Friday, November 20, 2009

Substance and Accidents


Read an excellent article by Simon Jenkins in today’s Guardian (click here to read it). Jenkins suggests that what makes a place attractive to us is the network of friends and associations it has for us rather than its objective beauty. I have the good fortune to live in a breathtakingly beautiful place, yet I’m rarely any longer consciously aware of its beauty: it’s simply my home. Something similar can be said of people themselves. It's often struck me that it’s much easier to describe the appearance of those we don’t know very well than that of our close friends and family. Their physical appearance changes over the years but unless we look at an old photograph we’re not conscious of the fact. And although when we have lost contact for years with someone who used to be a close friend we’re immediately struck by their changed appearance when we meet them again the shock soon wears off. Last week I met an old schoolfriend again for the first time for over forty-five years.

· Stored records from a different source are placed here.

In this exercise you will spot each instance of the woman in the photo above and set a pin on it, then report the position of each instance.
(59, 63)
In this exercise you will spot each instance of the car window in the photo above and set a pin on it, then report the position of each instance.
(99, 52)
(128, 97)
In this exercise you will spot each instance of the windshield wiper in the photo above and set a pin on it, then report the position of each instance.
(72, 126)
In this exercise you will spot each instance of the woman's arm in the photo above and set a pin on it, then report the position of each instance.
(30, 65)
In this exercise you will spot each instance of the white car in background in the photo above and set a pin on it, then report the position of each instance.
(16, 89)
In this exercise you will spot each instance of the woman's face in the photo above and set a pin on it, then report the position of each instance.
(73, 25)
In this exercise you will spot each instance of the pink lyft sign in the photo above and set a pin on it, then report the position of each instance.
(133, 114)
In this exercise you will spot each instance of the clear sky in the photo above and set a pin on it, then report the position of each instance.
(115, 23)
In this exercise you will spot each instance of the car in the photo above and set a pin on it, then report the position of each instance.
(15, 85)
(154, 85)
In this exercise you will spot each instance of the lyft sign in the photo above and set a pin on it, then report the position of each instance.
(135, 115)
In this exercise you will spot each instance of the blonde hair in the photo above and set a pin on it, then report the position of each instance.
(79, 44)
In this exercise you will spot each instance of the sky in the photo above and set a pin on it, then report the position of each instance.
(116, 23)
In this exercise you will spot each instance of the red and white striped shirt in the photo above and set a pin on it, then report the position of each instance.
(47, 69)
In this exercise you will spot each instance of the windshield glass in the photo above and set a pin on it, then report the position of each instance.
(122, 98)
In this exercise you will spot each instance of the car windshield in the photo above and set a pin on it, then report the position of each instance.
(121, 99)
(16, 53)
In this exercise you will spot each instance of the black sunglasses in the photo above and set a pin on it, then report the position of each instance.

He now bears a striking resemblance to George Bush senior . However, after a few hours the sexagenarian had melded seamlessly with the bluecoat boy I’d shared a dormitory with for seven years of my life. Not only do the changed accidents seem unimportant one soon ceases to be aware of them - only the substance remains.

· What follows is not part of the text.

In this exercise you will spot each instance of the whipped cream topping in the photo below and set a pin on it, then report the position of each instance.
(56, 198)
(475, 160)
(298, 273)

  A critic - I think it was Walter Allen - remarked that it was untrue that Dickens created caricatures. What he did was to embody his creations with the vividness of perception which we have as children. Think of those larger than life eccentric masters who dominated your schooldays. If you meet them in later life they seem to be disappointingly normal. Allen suggests that as adults we subconsciously reduce everyone to the norm: we flatten their eccentricities and heighten their ‘normal’ features. We no longer see them as they are but what convention tells us they should be. But Dickens uses accidents to manifest his characters’ substance. However, in our close friends and family substance has no need of accidents: we apprehend their substance in the same way a mystic knows his God.